LONGITUDINAL STENT DEFORMATION

  • Longitudinal stent deformation (LSD) is defined as accidental mechanical distortion or shortening of a stent along its longitudinal axis following stent deployment
  • Incidence - 0.2% in contemporary era1
  • Risk factors:1
    • Calcification
    • Ostial disease
    • Bifurcation disease
    • Use of guide extension catheters
    • Balloon post-dilatation
    • Greater number of deployed stents
  • Most common cause:1 Guide catheter or device (e.g. sharp tipped balloon or IVUS catheter) abutting on proximal stent edge, or poorly deflated or winged balloon or other device catching a mid or distal strut upon withdrawal.
  • New-generation (cobalt-chromium or platinum-chromium) stents with thinner struts and less connectors allow successful navigation in complex lesions and make side branch access easier. However, with the reduction of the number of fixed links between cells and the alteration of their geometry partly sacrifices their longitudinal strength, leading to an increased risk LSD.2

Longitudinal stent deformation: under fluoroscopy (stent compression) and IVUS imaging showing overlapping and distorted struts (concertina pattern)

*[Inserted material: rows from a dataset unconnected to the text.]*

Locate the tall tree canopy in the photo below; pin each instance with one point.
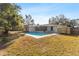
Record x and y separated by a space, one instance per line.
9 17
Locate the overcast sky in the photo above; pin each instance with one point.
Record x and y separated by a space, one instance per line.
41 12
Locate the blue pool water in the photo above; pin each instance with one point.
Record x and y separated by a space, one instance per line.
37 33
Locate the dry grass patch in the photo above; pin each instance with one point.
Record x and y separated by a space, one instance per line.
59 45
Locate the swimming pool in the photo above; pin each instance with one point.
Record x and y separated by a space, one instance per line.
37 33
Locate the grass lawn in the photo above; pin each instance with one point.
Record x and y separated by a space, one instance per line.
59 45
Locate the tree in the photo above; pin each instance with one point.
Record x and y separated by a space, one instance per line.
10 17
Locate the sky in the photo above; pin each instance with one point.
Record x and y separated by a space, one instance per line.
41 12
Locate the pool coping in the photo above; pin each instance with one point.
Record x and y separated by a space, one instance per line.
41 36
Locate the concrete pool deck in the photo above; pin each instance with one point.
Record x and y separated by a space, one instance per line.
41 36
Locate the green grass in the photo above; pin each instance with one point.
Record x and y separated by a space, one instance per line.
59 45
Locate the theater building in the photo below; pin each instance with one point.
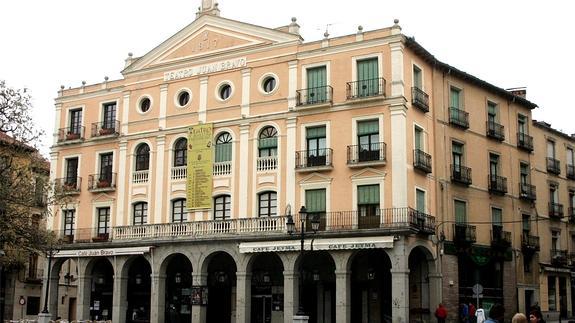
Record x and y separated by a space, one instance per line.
184 174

  • LSD can manifest as longitudinal stent compression, which is seen on fluoroscopy as a dark band in the region of compression also called stent accordion, concertina or wrinkling or it can manifest as longitudinal stent elongation which appears like a fracture in the stent (pseudo-fracture).
  • The Promus Element stent has been the most frequently reported DES that is vulnerable to LSD, mainly because of its weakness against longitudinal forces, which may be explained by its thin strut and offset peak-to-peak design.2 However, LSD has been reported with other DES, suggesting that risk factors outside of stent platform design may have a role in LSD.2
  • LSD while rare, is under-recognized, and may result in:1
    • Areas of stent overlap, distortion, malapposition and arterial injury
    • Target lesion injury with lack of stent coverage
    • Increased risk of stent thrombosis, restenosis and emergent CABG
  • Prevention
    • Operator must pay attention during PCI of ostial lesions involving deep intubation with guiding catheters or extension systems through already stented segment
    • If resistance to passage of a secondary device in the stent do not push hard
    • Use caution following deliberate under expansion of the proximal portion of a very long stent in a tapered vessel as further delivery of additional devices can lead to LSD
  • Treatment
    • When LSD is suspected, radiographic assessment of the stented segment, preferably with StentBoost (Philips, Andover, Massachusetts) or an equivalent image-enhancement program, should be done
    • Confirm wire position and use a small compliant balloon followed by a high-pressure noncompliant balloon aiming to ensure adequate expansion of deformed stent struts and their apposition to coronary arterial
    • If LSD still persists, another stent can be used
    • IVUS or optical coherence tomography use is strongly encouraged, although it is advisable to proceed to intracoronary imaging once LSD has been treated to avoid further potential deformation



References

  1. Kereiakes D.J., Popma J.J., Cannon L.A., et al. (2012) Longitudinal stent deformation: Quantitative coronary angiographic analysis from the PERSEUS and PLATINUM randomised controlled clinical trials. EuroIntervention 8:187–195.
  2. Ormiston J.A., Webber B., Webster M.W.I. (2011) Stent longitudinal integrity - bench insights into a clinical problem. J Am Coll Cardiol Intv 4:1310–1317.